In uno sbalorditivo 89% dei casi, gli autoesperimenti hanno prodotto esiti favorevoli a sostegno di una teoria o di dati preziosi ricercati. Nelle restanti indagini, in cui i risultati sono stati negativi o inconcludenti, alcuni risultati negativi potrebbero essere vantaggiosi per indirizzare i ricercatori verso linee di ricerca più fruttuose. (Fonte: National Library of Medicine)
Qual è stato il prezzo pagato per questi risultati?

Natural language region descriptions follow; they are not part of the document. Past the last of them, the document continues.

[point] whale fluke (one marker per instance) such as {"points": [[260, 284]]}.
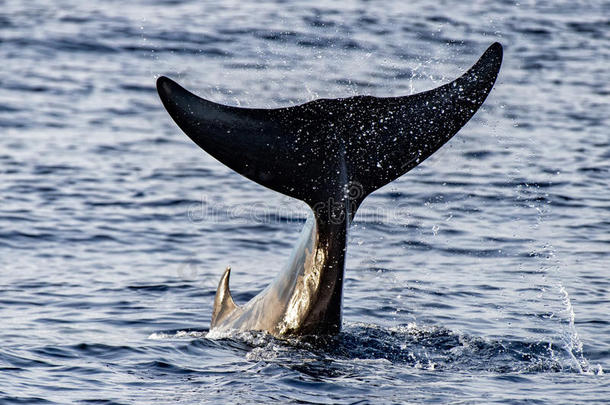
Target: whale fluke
{"points": [[330, 153], [311, 151]]}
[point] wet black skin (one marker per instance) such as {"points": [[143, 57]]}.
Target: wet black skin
{"points": [[331, 154]]}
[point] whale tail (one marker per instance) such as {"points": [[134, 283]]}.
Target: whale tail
{"points": [[317, 150]]}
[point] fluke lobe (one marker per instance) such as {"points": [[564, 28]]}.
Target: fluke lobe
{"points": [[331, 154]]}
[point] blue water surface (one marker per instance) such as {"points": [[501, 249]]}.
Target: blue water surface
{"points": [[482, 276]]}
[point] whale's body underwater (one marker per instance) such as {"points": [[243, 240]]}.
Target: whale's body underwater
{"points": [[331, 154]]}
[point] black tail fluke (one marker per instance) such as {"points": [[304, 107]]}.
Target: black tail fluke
{"points": [[315, 150]]}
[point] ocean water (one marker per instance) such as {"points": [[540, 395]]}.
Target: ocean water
{"points": [[482, 276]]}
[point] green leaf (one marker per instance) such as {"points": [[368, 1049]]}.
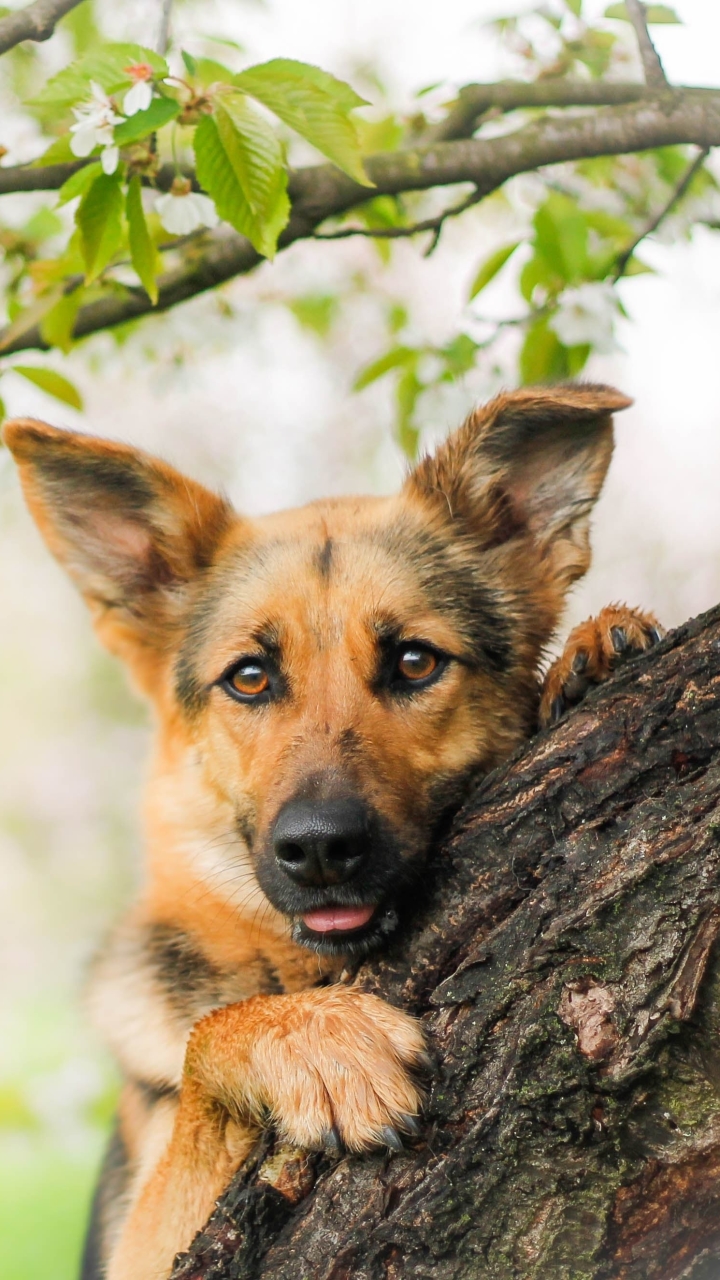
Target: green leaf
{"points": [[315, 311], [561, 237], [99, 220], [659, 13], [51, 383], [543, 356], [314, 104], [57, 325], [144, 254], [208, 72], [105, 65], [397, 357], [244, 174], [78, 182], [139, 126], [490, 268]]}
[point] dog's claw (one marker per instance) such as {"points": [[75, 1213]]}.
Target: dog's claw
{"points": [[425, 1063], [391, 1138], [619, 639], [411, 1125], [580, 662], [332, 1142]]}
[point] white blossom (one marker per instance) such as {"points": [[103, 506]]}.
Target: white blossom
{"points": [[95, 122], [182, 213], [586, 314], [139, 97]]}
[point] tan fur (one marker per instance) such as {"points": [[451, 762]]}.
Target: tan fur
{"points": [[204, 992]]}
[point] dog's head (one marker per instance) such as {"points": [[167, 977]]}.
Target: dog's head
{"points": [[328, 680]]}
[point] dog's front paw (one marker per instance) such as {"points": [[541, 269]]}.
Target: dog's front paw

Naturalmente, l'esito negativo più ovvio è stata la morte dello scienziato direttamente dal suo autoesperimento: otto morti simili, tutte causate da infezioni infettive tranne una. Nel caso di Alexander Bogdanov, sembra che sia morto a causa di una grave reazione immunologica alle numerose trasfusioni di sangue che ha ricevuto. Sebbene la morte come risultato diretto dell'intervento fosse evidente, ci sono stati casi di grave malattia acuta. (Fonte: National Library of Medicine)
Gli scienziati pazzi
Numerosi eminenti scienziati, tra cui almeno cinque premi Nobel, si sono impegnati nell'autosperimentazione; in diversi casi il premio è stato concesso per scoperte rese possibili dall'auto-sperimentazione. Molte prove erano pericolose; i partecipanti sono stati esposti a sostanze chimiche infettive, velenose o radioattive.
Alcuni auto-sperimentatori, come Jesse Lazear e Daniel Alcides Carrión, morirono durante i loro studi.
Malattie infettive (Jesse Lazear: febbre gialla, Max von Pettenkofer: colera), ricerca e sviluppo di vaccini (Daniel Zagury: AIDS, Tim Friede: morso di serpente), cancro (Nicholas Senn, Jean-Louis-Marc Alibert), sangue (Karl Landsteiner, William J. Harrington), e la farmacologia sono solo alcuni esempi (Albert Hofmann, e molti, molti altri). L'ambito della ricerca si è ampliato oltre le malattie e le cure. Nicholas Senn ha pompato idrogeno nel suo tratto gastrointestinale per testare l'utilità dell'approccio per identificare le perforazioni. Allo stesso tempo, John Stapp ha studiato i limiti della decelerazione umana e Humphry Davy ha respirato protossido di azoto. (Fonte: National Library of Medicine)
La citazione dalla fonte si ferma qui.